Bu bölümde, Almanya Polis Örgütü’nde olması gereken örgüt yapısı ve işlevleri ortaya konulmuştur.
7.1. Almanya Polis Örgütü’nde Olması Gereken Örgüt Yapısı
Federal Almanya Cumhuriyeti, demokratik ve sosyal bir federal devlettir. Polis Örgütü’nün yapılanmasında da federalizmin etkileri görülmektedir. Federal Sınır Polisi (BGS) ile Federal Kriminal Polis Merkezi federal düzeyde örgütlenmişken, eyaletlerde polisin örgütlenmesi ve kontrolu eyalet yönetimlerine bırakılmıştır. Polisin örgütlenmesi genel yapı olarak aynı olmakla birlikte, her eyalette değişiklikler gösterebilmektedir.
Almanya’da polisin örgütlenmesi konusunda Ritter (1999, 174)’e göre; özeksel bir federal polis örgütü kurmak iç güvenlikle ilgili sorunların çözümünün başlıca yoludur. Özeksel bir polis örgütü ile; örgüt içerisindeki iletişimin önündeki engeller kalkacak ve örgüt içi iletişim hızlanacaktır. Böylece kararların alınması ve uygulanmasının tek elden yerine getirilmesi sağlanacaktır.
Özeksel bir federal polis örgütü ile; keyfiyetçilik engellenecek, örgütün birliği sağlanacak, sıradüzensel dizge sadeleştirilecek, organizasyon yapısı açık ve tek elden olacak, kararların hızlı bir biçimde yürütülmesi olanaklı hale gelecek, suç ve suçlulukla ilgili programların hazırlanması kolaylaşacak, yönetimin masrafları azalacak ve yönetim harcamaları en alt düzeye inecek, uluslararası alanda diğer ülke polisleriyle işbirliği artacaktır.
Bununla birlikte Almanya, tarihi boyunca federalizm ile yönetilmiştir.
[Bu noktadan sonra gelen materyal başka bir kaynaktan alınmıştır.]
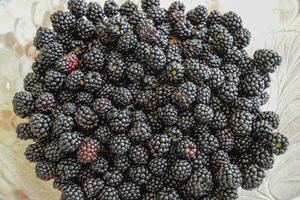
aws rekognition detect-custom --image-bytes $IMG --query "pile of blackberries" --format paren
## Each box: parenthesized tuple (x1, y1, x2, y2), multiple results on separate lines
(12, 0, 289, 199)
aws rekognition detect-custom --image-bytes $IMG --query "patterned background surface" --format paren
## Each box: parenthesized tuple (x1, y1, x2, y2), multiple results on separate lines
(0, 0, 300, 199)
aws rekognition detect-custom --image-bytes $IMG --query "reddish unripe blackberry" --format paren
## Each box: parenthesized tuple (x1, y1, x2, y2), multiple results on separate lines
(77, 138, 100, 163)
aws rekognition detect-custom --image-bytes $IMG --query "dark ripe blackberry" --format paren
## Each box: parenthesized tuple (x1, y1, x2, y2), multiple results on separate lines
(207, 10, 222, 27)
(81, 47, 105, 71)
(111, 87, 133, 107)
(165, 62, 185, 83)
(185, 168, 213, 198)
(25, 143, 44, 162)
(165, 44, 182, 64)
(168, 1, 185, 13)
(92, 98, 114, 119)
(61, 184, 84, 200)
(230, 111, 254, 135)
(86, 2, 106, 24)
(56, 32, 73, 50)
(148, 46, 167, 73)
(69, 39, 88, 56)
(195, 84, 211, 104)
(222, 11, 242, 32)
(106, 16, 130, 39)
(91, 156, 109, 174)
(202, 51, 222, 68)
(157, 104, 178, 126)
(50, 11, 76, 33)
(186, 5, 208, 25)
(113, 155, 131, 172)
(33, 27, 57, 50)
(97, 83, 114, 99)
(146, 6, 167, 25)
(217, 163, 242, 189)
(211, 31, 234, 53)
(173, 20, 193, 38)
(176, 138, 197, 160)
(106, 54, 126, 82)
(233, 27, 251, 49)
(67, 0, 88, 18)
(99, 186, 120, 200)
(253, 119, 273, 138)
(208, 68, 225, 89)
(254, 49, 282, 73)
(232, 97, 255, 113)
(241, 164, 266, 190)
(44, 70, 65, 91)
(83, 71, 104, 93)
(215, 129, 234, 152)
(239, 56, 256, 75)
(77, 137, 100, 163)
(197, 132, 220, 155)
(208, 24, 228, 37)
(192, 152, 210, 169)
(118, 31, 138, 52)
(104, 0, 119, 17)
(23, 72, 42, 94)
(55, 53, 79, 74)
(35, 161, 57, 181)
(149, 134, 171, 157)
(29, 113, 51, 138)
(129, 122, 152, 142)
(110, 134, 131, 155)
(220, 63, 240, 84)
(65, 70, 84, 91)
(131, 110, 147, 123)
(142, 193, 157, 200)
(168, 8, 185, 24)
(194, 103, 214, 123)
(77, 167, 96, 183)
(76, 91, 94, 106)
(77, 18, 96, 40)
(75, 106, 98, 130)
(241, 72, 265, 95)
(185, 59, 211, 84)
(157, 187, 181, 199)
(211, 111, 228, 130)
(120, 0, 138, 17)
(129, 165, 151, 185)
(262, 73, 271, 89)
(176, 112, 194, 134)
(119, 182, 141, 200)
(128, 10, 147, 26)
(12, 91, 34, 118)
(103, 169, 124, 186)
(210, 150, 230, 172)
(143, 75, 159, 90)
(59, 131, 83, 153)
(219, 82, 239, 102)
(171, 81, 197, 110)
(145, 177, 164, 193)
(141, 0, 160, 11)
(83, 178, 104, 198)
(149, 157, 168, 176)
(35, 92, 56, 113)
(253, 144, 274, 170)
(129, 145, 149, 165)
(259, 111, 280, 129)
(267, 132, 289, 155)
(16, 122, 35, 140)
(234, 135, 252, 153)
(215, 187, 239, 200)
(52, 114, 74, 136)
(170, 159, 192, 181)
(57, 158, 82, 180)
(107, 108, 131, 133)
(194, 123, 211, 135)
(57, 90, 75, 104)
(53, 177, 71, 191)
Eyaletlerdeki yurttaşlar, yönetimin politika ve uygulamalarına daha fazla katılabilmekte, sorunların çözümünde yer alabilmektedir. Özeksel yönetimde, alınan kararlar bölgeler üstü olarak nitelendirildikleri için zararlı olarak değerlendirilirler. Ayrıca, güçlü bir güvenlik örgütü aygıtının kötüye kullanılması tehlikesi her zaman vardır. Özeksel polis yetkileri ile, güçlenen polis örgütü özgür demokrasi düzenine karşı gizli bir tehlike oluşturabilmektedir.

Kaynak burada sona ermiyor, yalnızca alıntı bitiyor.